乔以晴一向惧怕自己此物婆婆,忍不住瑟缩了一下,「妈,您怎么来机构了。」
贺舟渊看他不对劲,伸手掐了她的腰一把,乔以晴才反应过来挺直了腰背。
这种沉默让人感到有些不自在。
这幅场景落到锦元的眼里,就很值得玩味了,贺舟渊作何可能惧怕她,况且,乔以晴的状态也和之前全然不一样,她身上冷漠的气质看起来更像贺舟渊。

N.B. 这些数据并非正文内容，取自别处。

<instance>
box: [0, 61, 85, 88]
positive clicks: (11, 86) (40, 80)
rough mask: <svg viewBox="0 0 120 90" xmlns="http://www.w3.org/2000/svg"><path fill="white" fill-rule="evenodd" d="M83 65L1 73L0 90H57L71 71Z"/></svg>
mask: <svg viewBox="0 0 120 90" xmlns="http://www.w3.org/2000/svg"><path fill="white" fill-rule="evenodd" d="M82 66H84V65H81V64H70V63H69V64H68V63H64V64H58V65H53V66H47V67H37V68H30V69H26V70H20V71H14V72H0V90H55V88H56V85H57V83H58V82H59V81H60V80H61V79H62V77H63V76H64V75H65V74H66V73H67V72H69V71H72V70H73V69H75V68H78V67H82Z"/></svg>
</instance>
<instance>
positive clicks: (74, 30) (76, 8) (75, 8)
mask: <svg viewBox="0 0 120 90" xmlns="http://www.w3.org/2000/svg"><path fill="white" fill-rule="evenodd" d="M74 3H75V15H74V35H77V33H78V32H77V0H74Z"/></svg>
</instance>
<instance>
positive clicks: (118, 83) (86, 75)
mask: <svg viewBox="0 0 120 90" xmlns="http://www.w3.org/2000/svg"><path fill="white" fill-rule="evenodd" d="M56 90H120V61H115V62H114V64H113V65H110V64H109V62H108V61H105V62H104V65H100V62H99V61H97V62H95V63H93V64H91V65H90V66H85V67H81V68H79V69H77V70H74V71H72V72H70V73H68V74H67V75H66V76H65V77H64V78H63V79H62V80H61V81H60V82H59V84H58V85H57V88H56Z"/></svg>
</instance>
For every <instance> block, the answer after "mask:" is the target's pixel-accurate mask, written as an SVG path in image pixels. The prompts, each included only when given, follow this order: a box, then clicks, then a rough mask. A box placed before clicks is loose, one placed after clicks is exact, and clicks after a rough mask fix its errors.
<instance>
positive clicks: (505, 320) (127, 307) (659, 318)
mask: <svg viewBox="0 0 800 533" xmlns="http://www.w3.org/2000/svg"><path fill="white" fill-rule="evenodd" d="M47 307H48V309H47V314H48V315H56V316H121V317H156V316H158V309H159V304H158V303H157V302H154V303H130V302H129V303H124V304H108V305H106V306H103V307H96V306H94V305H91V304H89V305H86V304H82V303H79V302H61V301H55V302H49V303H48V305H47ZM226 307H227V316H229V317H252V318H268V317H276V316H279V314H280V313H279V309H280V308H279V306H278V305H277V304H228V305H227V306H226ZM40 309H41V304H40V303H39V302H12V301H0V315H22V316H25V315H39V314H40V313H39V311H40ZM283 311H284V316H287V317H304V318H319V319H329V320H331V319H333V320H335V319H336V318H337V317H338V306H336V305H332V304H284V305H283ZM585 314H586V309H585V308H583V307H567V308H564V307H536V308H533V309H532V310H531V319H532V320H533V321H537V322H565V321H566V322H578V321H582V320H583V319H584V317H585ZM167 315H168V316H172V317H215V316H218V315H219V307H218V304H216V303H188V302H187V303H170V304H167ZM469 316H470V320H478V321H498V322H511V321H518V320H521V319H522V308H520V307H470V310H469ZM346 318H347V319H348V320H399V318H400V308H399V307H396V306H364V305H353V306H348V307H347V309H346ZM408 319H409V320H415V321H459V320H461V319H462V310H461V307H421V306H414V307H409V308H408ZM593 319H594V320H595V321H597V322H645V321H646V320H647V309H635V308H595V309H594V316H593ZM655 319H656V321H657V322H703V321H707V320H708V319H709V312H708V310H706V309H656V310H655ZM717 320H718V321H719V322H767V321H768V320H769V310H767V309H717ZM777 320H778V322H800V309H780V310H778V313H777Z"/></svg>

结合薛诗曼的那个换魂的法子,锦元心里有个猜想,她直直转头看向贺舟渊的双眸,「贺舟渊,我怎么会来这里你不清楚吗?」
乔以晴被她的眼神看得有些心虚,眼神往身旁游移了一下,贺舟渊旋即伸手拉住了她的手。
锦元验证了自己的想法,她也没兴趣再和这两个人纠缠,转身带着律师走了,「请你们董事长不要浪费彼此的时间,否则他会等到法院的传票。」
贺舟渊赶紧拉上乔以晴,去了贺信康的办公间,贺信康看见乔以晴就忍不住有些生气,「都此物时候了,你带她来做何。」
乔以晴站着没有说话,贺舟渊咬着牙笑了笑,「我也是担心家里,妈尽管不喜欢我,肚子里的孩子她总是要在乎几分的。」
贺信康没说话,只看向乔以晴,「走吧,你妈还在会客室等着。」
贺舟渊挺着个大肚子,也跟着乔以晴一起去了会客室。
里面双方的律师正在彼此针对,唇枪舌剑。
「贺总的行为不仅触犯了婚姻法,更是涉嫌谋害和欺诈,我的当事人有权利提出离婚,并且要求你方进行精神上的赔偿。」
贺信康听着这话,推开门走了进去,「采薇,我们两个人作何会要走到这一步呢?舟渊的母亲早就没了,你才是抚养他长大的母亲,咱们一家人好好过日子不好吗?」
乔以晴也赶紧站了出来,把贺舟渊早就准备好的台词念了出来,「妈,我知道我本来就不应该存在,是你一手把我抚养长大,在我的心里,您才是我妈妈啊。」
锦元看着这好几个人冷笑了一下,「贺信康,你们贺家人果真是一脉相承,脸皮厚得连海水都洗不干净。」
「我给你们几分颜色还真的打算开染坊,作何到现在了,还不赶紧算算自己兜里还有几分钱,脑子都进水了,还不赶紧找个好点的医院,这万一生下来的孩子又是个鸠占鹊巢的假货,你们依稀记得也要好好把他养大。」
贺信康被她怼得话都说不出来,憋了很久才吐出一句话,「采薇,你,怎么突然间变成这样了。」
锦元眯着眼睛看他,「那要问你啊贺信康,要是你跟前站着的这个贺舟渊,也不是你的亲手儿子,你会作何样?」
贺信康转头看了眼乔以晴,又转头看向她,「采薇,我们夫妻之间,一定要闹到这一步吗?」
锦元看着他虚伪的样子,把手里的文件直接丢到了他头上,「贺信康,我现在才清楚,你让人恶心就算了,现在竟然连人话都听不懂。」